Some modern critics and historians dismiss the accounts of Aztec sacrifice as propaganda written by the Spanish invaders to justify their own brutality. But the vast majority of scholarly research and recent archaeology supports the view that the Aztecs had elevated human sacrifice to a ghastly cultural rite.

Did the Aztecs really think the Spanish were gods?

Back in grade school, if they were still teaching anything about the arrival of the Spanish in what would become Mexico, you may have heard this version of events. When the Spaniards arrived, riding horses then unknown in the Americas and wearing metal armor that made great noise, the “primitive” Aztecs unwittingly welcomed them, believing that Cortés was the returning god Quetzalcoatl. With a relatively small band of men, Cortés entered Tenochtitlán, took Moctezuma captive, and, in short order, captured the city and the Aztec empire, eventually destroying it.

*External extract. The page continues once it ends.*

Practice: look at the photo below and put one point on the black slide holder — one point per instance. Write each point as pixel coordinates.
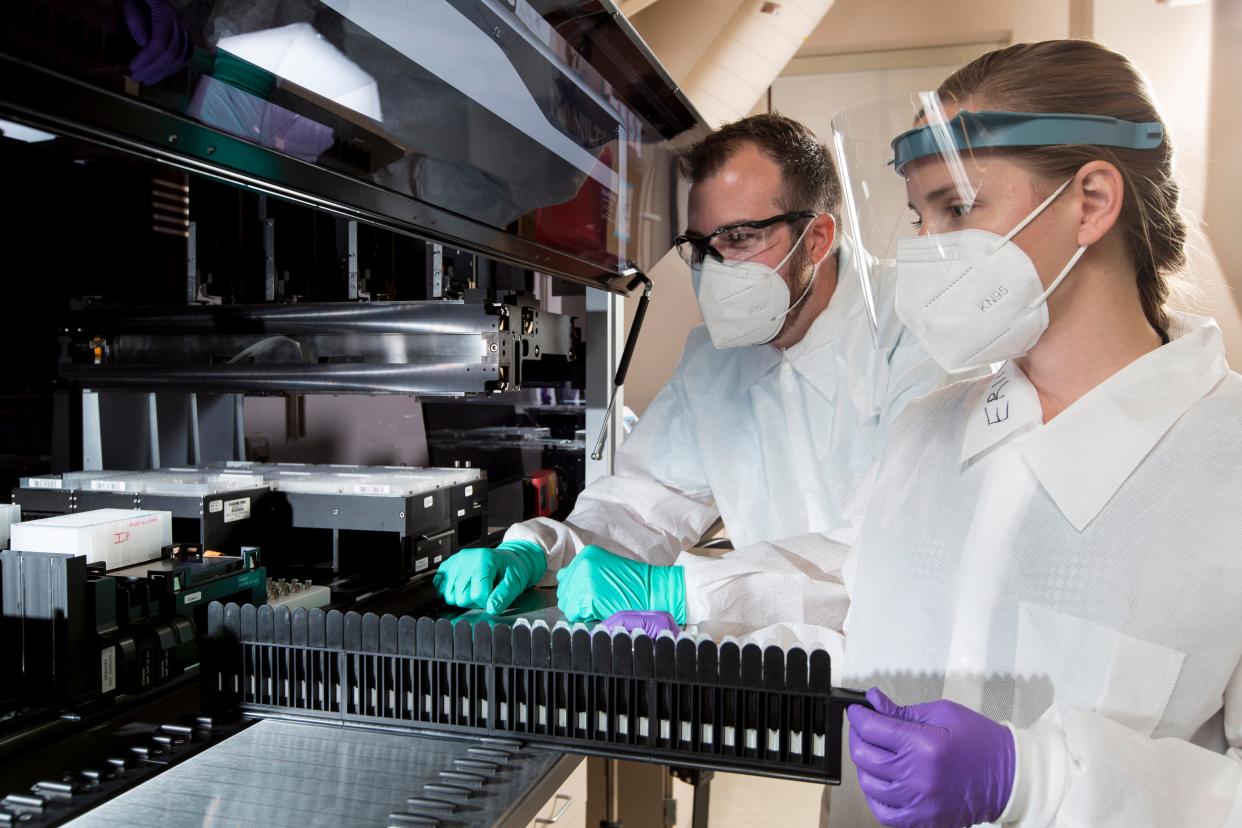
(682, 702)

The real history, as usual, is a little more complex. First, we should begin with the source of this story—or legend, as it might be called. Most accounts of the arrival of Cortés and the Spaniards, and specifically his encounter with Moctezuma, come from Cortés and other conquistadors, and, later, priests. That’s like reading Captain John Smith’s history of colonial-era Virginia, or accepting Hitler’s view of the invasion of Czechoslovakia. It is hardly unbiased history.